MP: Wow, and that passion has definitely blossomed as two of your entries were finalists in the contest. Actually, you had submitted four entries to the contest. What does a typical day in your life look like? And how does your writing routine fit into your day?
TB: Right now I’m mostly busy revising lesson plans and correcting my students’ work. I’m only teaching three classes, but for a first year teacher, it’s still a handful. Thankfully, my personal writing now consists mostly of revision and polishing completed stories. Several times a week I will tear into a chapter or two from one of my novels and look for places that need revision. The writer’s group I belong to aids in this process greatly. Wherever I am on the talent scale of writing, if not for the writer’s group I belong to, I would be much lower.
MP: Your manuscript, An Evil, has a very interesting take on a somewhat controversial subject. How did you come up with the idea for your novel?
TB: I had watched a debate about religion and morality either late in college or right after I graduated, and someone had brought up the Book of Job as a source people could look to for an answer to the question: why do good people suffer? I read it. When I finished, I scratched my head. I could only think one thing: this would make a great horror novel! I initially intended An Evil to be a novel, but after I started writing I realized the story would be better told as a short story or novella.
MP: One of the things that the judges mentioned about the manuscripts, were how well the characters was depicted and that “Everything was perfectly on point.” So, I’d have to ask, Which character in your book is your favorite and how much of yourself is reflected in that character?
TB: I really don’t have a favorite character. I like them all. The one that’s probably most reflective of me, though, would have to be James. I grew up in a Christian household, but became more secular as I neared my twenties. We both love our family greatly, but butt heads from time to time on issues of religion.
MP: This is going to be your first published work. What do you hope for your readers to take away after reading it?
TB: I would love if they took away nothing more than a desire to read another one of my stories!
MP: So, I’m sure our readers are dying to find out. What do you have in store next for your readers?

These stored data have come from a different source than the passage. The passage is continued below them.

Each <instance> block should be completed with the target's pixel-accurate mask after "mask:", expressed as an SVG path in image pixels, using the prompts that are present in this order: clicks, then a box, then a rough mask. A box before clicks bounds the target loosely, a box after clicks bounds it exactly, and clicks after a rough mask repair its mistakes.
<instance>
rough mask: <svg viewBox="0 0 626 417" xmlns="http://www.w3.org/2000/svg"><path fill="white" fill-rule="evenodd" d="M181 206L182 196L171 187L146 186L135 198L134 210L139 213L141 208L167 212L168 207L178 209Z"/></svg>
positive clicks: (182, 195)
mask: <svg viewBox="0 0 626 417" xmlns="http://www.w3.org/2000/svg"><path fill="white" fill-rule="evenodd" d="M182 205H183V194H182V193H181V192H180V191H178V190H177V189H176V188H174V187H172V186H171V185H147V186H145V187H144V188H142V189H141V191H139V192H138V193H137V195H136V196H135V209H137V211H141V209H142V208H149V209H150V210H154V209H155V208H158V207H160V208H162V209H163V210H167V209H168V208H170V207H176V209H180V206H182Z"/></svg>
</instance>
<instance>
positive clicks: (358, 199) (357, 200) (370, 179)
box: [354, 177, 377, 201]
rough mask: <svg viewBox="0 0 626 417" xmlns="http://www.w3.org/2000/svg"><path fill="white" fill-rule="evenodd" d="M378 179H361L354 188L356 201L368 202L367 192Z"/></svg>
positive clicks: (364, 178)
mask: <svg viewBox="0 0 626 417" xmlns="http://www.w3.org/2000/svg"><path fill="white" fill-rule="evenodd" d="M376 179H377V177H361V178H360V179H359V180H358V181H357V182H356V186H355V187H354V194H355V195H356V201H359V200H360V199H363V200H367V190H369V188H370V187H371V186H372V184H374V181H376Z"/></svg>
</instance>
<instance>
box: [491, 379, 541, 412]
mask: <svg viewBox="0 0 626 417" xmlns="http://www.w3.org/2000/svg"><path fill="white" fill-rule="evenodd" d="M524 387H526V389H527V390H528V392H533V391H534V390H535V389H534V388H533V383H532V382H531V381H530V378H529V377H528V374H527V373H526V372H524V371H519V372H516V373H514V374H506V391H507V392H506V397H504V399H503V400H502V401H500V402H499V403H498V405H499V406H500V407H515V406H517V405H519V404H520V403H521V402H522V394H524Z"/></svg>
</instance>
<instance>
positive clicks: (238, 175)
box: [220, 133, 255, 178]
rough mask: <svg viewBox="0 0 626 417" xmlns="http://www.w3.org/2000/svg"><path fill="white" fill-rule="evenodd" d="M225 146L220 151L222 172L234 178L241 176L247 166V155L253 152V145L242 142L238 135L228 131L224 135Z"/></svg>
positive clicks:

TB: An Evil is actually the third story I’ve written. Because of its length, it was the easiest to complete and polish. I am currently polishing two full length novels.
Repository for the Unwanted takes place in a 17th century European monastery, blending horror and historical fiction. The main most inspiration for it came after I read the article, Lesbian Sexuality in Renaissance Italy: The Case of Sister Benedetta Carlini, by Judith Brown.
Of Gods & Men is the first book in a trilogy that blends science and political fiction. Both are multiplot stories told through multiple points of view.
About the Author
I am currently polishing two of my five completed novels as well as a short story of about 25,000 words. My writing has thus far focused on science fiction and horror, but include elements of other genres. I never stop writing, and have the framework established for several other novels. I graduated magna cum laude from San Jose State University, majoring in History and minoring in Philosophy, receiving both university and department honors, and currently teach high school in San Jose, Ca.